Monday, 16 July 2012

The Lib Dems in Scotland and Wales

So I thought I'd continue my short series looking at the Lib Dems' chances in the next General Election even without the boundary changes that look no more than a 50-50 chance at the moment. The latest news is that the Prime Minister is thinking of dropping the whole subject. Certainly the threats are coming thicker and faster that, without House of Lords reform, the Lib Dems will simply not vote for the new constituency boundaries that the Conservatives so desparately (and probably mistakenly) believe will give them the next election on a plate. It'll be painful, and it'll take Lib Dem Ministerial sackings and resignations if it comes to it, but no-one can see a way around the impasse at the moment. And remember: there'll be some Tories voting against boundary reform, too, because it will destroy some of their seats (and jobs).

Anyway, on today's Lib Dem agenda: Scotland and Wales.

In Wales, the Lib Dems hold only three seats, and one of them is as good as lost: Cardiff Central to Labour, especially given the size of its student vote. In Brecon and Radnorshire things will be closer, and Kirsty Williams, the leader of the Welsh part of the Lib Dems, did quite well here against the Conservatives in last year's Welsh Assembly Election.
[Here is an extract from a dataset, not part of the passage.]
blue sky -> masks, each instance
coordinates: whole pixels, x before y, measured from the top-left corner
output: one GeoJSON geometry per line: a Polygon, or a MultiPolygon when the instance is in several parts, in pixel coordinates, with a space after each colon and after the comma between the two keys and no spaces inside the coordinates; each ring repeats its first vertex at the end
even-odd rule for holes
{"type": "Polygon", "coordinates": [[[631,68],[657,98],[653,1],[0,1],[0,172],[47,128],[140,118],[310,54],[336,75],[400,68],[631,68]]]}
I think they might cling on here, and they almost certainly will in Ceredigion, given Plaid Cymru's rather watery performance in the polls.

The Lib Dems in Scotland have long held many more seats - eleven at the last count. Here I think they are in real trouble, and they're likely to lose Edinburgh West, Dunbartonshire East, (probably) Argyll and Bute and Inverness to Labour, Aberdeenshire West and Kinkardine to the Conservatives (given how far their vote will fall), Gordon and (possibly) Caithness, Sutherland and Easter Ross to the Scottish Nationalists. There's precedent for this. The party's performance in the Scottish Parliament Elections in 2011 was abysmal, and more recent polls have seen no evidence of a recovery at all. Getting into bed with a Conservative Party that is basically now anathema to Scottish national political culture might well lead to a long, slow and lingering death for the Lib Dems north of Berwick and Carlisle, and they know it. Losing seven of their eleven seats in Scotland sounds like getting away lightly in this context.

So that's a net loss of eight seats in Wales and Scotland: five to Labour, possibly one to the Conservatives, and two to the SNP. Taken together with the losses we predicted in the South West on Friday (eleven), that already sees the party losing nineteen seats in the South West, Wales and Scotland. They only have 57 to lose, by the way.

Wales and Scotland have long been the fortresses of a muscular and dissenting liberalism - even in the Liberals' darkest days. Now they look likely to almost entirely reject the party that's represented their national hopes (without being too Nationalist with a capital 'N') for so many decades. What a doleful prospect.